On the night of Vancouver’s mayoral election, Western Front is pleased to premiere Peanut for Mayor, a 30 minute documentary by Andrew Muir and Greg Bartels that uncovers the larger-than-life true story of the Mr. Peanut Campaign, told by the people who were behind it.
Vancouver’s 1974 mayoral election was predicted to be dreary and uneventful, and had garnered little public attention. The incumbent mayor was projected to win by a significant margin, and there were no major issues. However, that year the people of Vancouver witnessed one of the strangest and most memorable political campaigns ever to occur. It was the year a nut ran for mayor.
On November 2nd, The Vancouver Sun ran a cover story about a new mayoral candidate mysteriously dubbed “Mr. Peanut”. Complete with a hard outer shell, cane, tap shoes, and a stately monocle, Mr. Peanut had an air of subdued distinction.
Throughout his electoral campaign – which lasted for 20 days – Mr. Peanut appeared on the streets, at all-candidates meetings, and in televised debates. He was trailed by reporters everywhere he went. Everybody was talking about Mr. Peanut. But who was he? Where did he come from? And what was his platform?
The screening of the film will be followed by an Q&A with the filmmakers.
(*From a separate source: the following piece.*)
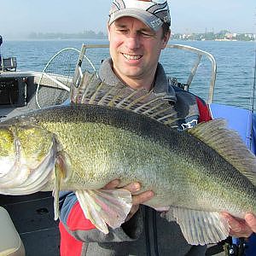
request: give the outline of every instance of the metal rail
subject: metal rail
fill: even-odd
[[[73,76],[73,84],[79,84],[81,78],[82,78],[82,72],[81,72],[81,65],[83,62],[84,56],[86,56],[86,50],[89,49],[96,49],[96,48],[109,48],[109,44],[83,44],[80,51],[80,55],[77,63],[77,67],[75,70],[75,73]],[[195,75],[195,73],[197,71],[197,68],[199,67],[199,64],[201,61],[202,56],[206,56],[212,64],[212,71],[211,71],[211,80],[209,84],[209,90],[208,90],[208,99],[207,103],[210,104],[212,102],[213,98],[213,91],[214,91],[214,86],[215,86],[215,81],[216,81],[216,73],[217,73],[217,65],[216,61],[212,55],[210,53],[201,50],[200,49],[191,47],[189,45],[183,45],[183,44],[167,44],[166,48],[173,48],[173,49],[178,49],[184,51],[189,51],[192,53],[195,53],[197,55],[197,59],[194,63],[194,66],[192,67],[190,70],[190,74],[188,78],[186,85],[187,87],[185,90],[189,90],[189,87],[192,83],[192,80]],[[87,58],[88,60],[88,58]]]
For those who can’t attend in person, the film will be available to stream for 24 hours from 8 p.m. here.
Director: Andrew Muir
Cinematographer: Greg Bartels
Elizabeth Vander Zaag
Andrew Muir is an independent writer and filmmaker working in film and broadcast, specializing in original documentaries. His work has a dual focus of art and history, and he is primarily focused on stories local to his home province of British Columbia. He has won 7 Leo awards, including “Best Director Of A Short Documentary” and “Best Short Documentary” for his film A Theatre Near You.
Greg Bartels is a Vancouver-based cinematographer and documentary filmmaker. His work has earned him numerous awards, including a CSC award and several Leos, including “Best Cinematography” for his series Hand Crafted, and “Best Short Documentary” for his film A Theatre Near You.